Due to the small misalignments in the Adience images, caused by the many challenges of these images (occlusions, motion blur, etc.) can have a noticeable impact on the quality of our results. This second, over-sampling method, is designed to compensate for these small misalignments, bypassing the need for improving alignment quality, but rather directly feeding the network with multiple translated versions of the same face.
This algorithm is a multi-model DNN program that is optimized for low computation. This algorithm works in different little parts. The method involves:
• Firstly, faces are detected in the frame using OpenCV’s Deep Learning based Face Detector: res10_300x300_ssd_iter_140000.caffemodel.
• Secondly, age and gender of every person is predicted also using caffe models that were trained previously.
• Each person is then assigned an ID and tracked over time, even when they are out of the frame for not so long (5 seconds), whenever they come back in the frame, their ID will remain the same.
• A picture of the person is then saved with respect to their ID number & the prediction is saved in the Excel Database.
There is a requirement.txt file in the project files that can be used to install required libraries. The important libraries used in this algorithm are as follows:
OpenCV==3.4.1
openpyxl==2.6.2
xlrd==1.2.0
XlsxWriter==1.1.8
xlutils==2.0.0
xlwings==0.15.8
xlwt==1.3.0
OpenCV must be installed manually while rest of the files can easily be downloaded by using this command:
pip install --user --requirement requirements.txt
To implement the program user has to enter python Detect.py & it will run the program, to turn off the video stream you have to comment out line # 161.
The code initially loads all the required models. It then initializes the video-stream & that stream is subjected to our first model that is face detection. After the face is detected the first step involves assigning an id number to this detected contour. After that the program waits for 0.5 seconds to fetch a face from a frame so that it is not at the border or not occluded. This face image is then converted to blob object of 277×277 which is then sent to the gender prediction & age prediction model serially. The results are then written in the excel file with the corresponding ID, date & time. The person is tracked in the frame until he leaves the frame & the other person enters. The output file is in this manner;
Whereas the respective images are saved with variable sizes depending on the distance of person from camera.

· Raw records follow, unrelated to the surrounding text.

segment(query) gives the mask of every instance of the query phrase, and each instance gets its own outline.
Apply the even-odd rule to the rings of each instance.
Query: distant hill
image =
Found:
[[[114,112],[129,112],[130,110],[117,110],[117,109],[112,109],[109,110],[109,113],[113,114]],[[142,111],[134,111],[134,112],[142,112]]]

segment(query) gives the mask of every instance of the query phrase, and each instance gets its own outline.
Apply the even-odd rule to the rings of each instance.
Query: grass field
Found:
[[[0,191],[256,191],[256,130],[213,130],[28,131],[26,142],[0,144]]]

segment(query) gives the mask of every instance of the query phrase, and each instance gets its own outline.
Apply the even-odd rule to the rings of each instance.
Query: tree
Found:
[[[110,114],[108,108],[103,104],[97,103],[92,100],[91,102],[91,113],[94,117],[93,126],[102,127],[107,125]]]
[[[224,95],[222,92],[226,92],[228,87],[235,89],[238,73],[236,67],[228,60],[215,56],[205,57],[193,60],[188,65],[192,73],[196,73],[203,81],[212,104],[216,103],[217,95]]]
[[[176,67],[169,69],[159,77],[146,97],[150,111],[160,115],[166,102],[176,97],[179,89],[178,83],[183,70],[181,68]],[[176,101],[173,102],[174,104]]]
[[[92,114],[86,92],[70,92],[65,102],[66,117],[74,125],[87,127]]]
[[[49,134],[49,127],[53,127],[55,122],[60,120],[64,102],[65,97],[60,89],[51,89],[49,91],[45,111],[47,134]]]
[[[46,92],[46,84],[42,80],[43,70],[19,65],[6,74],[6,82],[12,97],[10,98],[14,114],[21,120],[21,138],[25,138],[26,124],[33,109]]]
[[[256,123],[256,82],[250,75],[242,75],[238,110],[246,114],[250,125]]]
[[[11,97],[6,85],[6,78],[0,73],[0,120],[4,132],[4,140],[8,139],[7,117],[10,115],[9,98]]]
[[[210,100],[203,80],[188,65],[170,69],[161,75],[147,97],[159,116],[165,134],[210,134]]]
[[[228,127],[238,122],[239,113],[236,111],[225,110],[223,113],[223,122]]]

Following issues were catered for while writing this algorithm:
• The main issue that I was stuck was in the beginning was with OpenCV, as it keeps on skipping frames due to which the assertion failed error was a biggest flaw & to overcome that I had to reduce frame rate to an optimal number.
• I also came across the memory issue where due to using the age & gender models continuously on each frame was using much of the core & GPU resources of the system. So, to overcome that I only performed age & gender computation once on the face image.
• Another issue was tracking & retaining the same person in the frame. As it was detecting a face on each frame, as I was matching the faces with the previous one which was computationally expensive. I used centroid tracking by pyimagesearch that reduced that computation for me as it was retaining the tracked faces as centroid for 5 seconds at least.
• The models for age & gender were trained accordingly as explained in this paper: Age and Gender Classification Using Convolutional Neural Networks.